Un domingo de terremoto en el Parque de los Príncipes
El líder tropezó donde menos se lo esperaba. El Olympique Lyon, dirigido por Paulo Fonseca, viajó a París y salió con una victoria de oro: 2-1. Un resultado que no solo es tres puntos, es un mensaje a toda la liga.
La gran noche tuvo nombre brasileño: Endrick. El delantero, recientemente criticado por su técnico, respondió en la cancha. Abrió el marcador a los seis minutos con un desmarque letal y un remate imparable. Doce minutos después, fue el cerebro del segundo gol, habilitando a Afonso Moreira tras una salida veloz.
“Lyon fue un justo ganador”, admitió Luis Enrique, el DT del PSG, quien abrazó a Fonseca al final del encuentro.
El PSG se vio superado en su propia casa. Dominik Greif le atajó un penal a Gonçalo Ramos y la lesión de Vitinha complicó aún más las cosas para los parisinos. Un gol de Khvicha Kvaratskhelia en el descuento solo sirvió para maquillar el marcador.

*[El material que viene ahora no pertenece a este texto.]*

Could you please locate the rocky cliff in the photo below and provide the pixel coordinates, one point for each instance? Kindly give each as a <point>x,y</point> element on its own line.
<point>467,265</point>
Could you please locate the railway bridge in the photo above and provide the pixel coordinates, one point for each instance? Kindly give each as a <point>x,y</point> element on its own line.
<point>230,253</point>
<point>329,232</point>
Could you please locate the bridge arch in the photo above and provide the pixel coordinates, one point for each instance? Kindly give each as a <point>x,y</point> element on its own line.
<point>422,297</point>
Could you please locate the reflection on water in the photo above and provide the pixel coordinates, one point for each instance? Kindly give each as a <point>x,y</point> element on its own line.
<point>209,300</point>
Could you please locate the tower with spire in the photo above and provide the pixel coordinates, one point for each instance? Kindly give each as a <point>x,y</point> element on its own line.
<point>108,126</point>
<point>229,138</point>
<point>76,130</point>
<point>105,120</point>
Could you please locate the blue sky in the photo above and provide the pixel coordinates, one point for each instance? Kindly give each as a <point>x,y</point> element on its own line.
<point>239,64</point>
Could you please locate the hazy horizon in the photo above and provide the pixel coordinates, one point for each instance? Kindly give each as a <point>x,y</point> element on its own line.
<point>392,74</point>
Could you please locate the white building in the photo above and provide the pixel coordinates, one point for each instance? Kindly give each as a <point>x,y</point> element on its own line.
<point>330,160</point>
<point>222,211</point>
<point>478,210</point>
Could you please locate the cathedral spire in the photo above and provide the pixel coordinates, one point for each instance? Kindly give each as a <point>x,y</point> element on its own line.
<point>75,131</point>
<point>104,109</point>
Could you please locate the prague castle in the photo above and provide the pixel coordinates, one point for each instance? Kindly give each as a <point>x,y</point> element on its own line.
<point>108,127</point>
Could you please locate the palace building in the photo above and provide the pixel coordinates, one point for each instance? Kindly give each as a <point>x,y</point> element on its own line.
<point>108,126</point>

La pelea por Europa se calienta
Esta victoria catapulta a Lyon al tercer puesto, desbancando al Lille por diferencia de goles. Es una posición clave, porque los tres primeros van directo a la fase de grupos de la Champions. El cuarto tendrá que jugar una previa.
Para el PSG, es su quinta derrota en la liga. Su ventaja sobre el Lens, segundo, se reduce a un solo punto. Y aún tienen que visitarlos en mayo. La corona no está tan segura.
Más abajo en la tabla, otros nombres brillaron. Folarin Balogun, del Mónaco, anotó por octavo partido seguido para remontar un 2-0 en contra y lograr un empate ante el Auxerre. Una raya goleadora impresionante.
En Rennes, Esteban Lepaul volvió a marcar y ya es el máximo artillero de la competición con 17 dianas. Su equipo ganó 3-0 y sigue firme en la pelea por Europa.
Lo que parecía una jornada más se convirtió en un punto de inflexión. Lyon demostró carácter, Endrick silenció críticas y la Ligue 1 promete un final de temporada electrizante.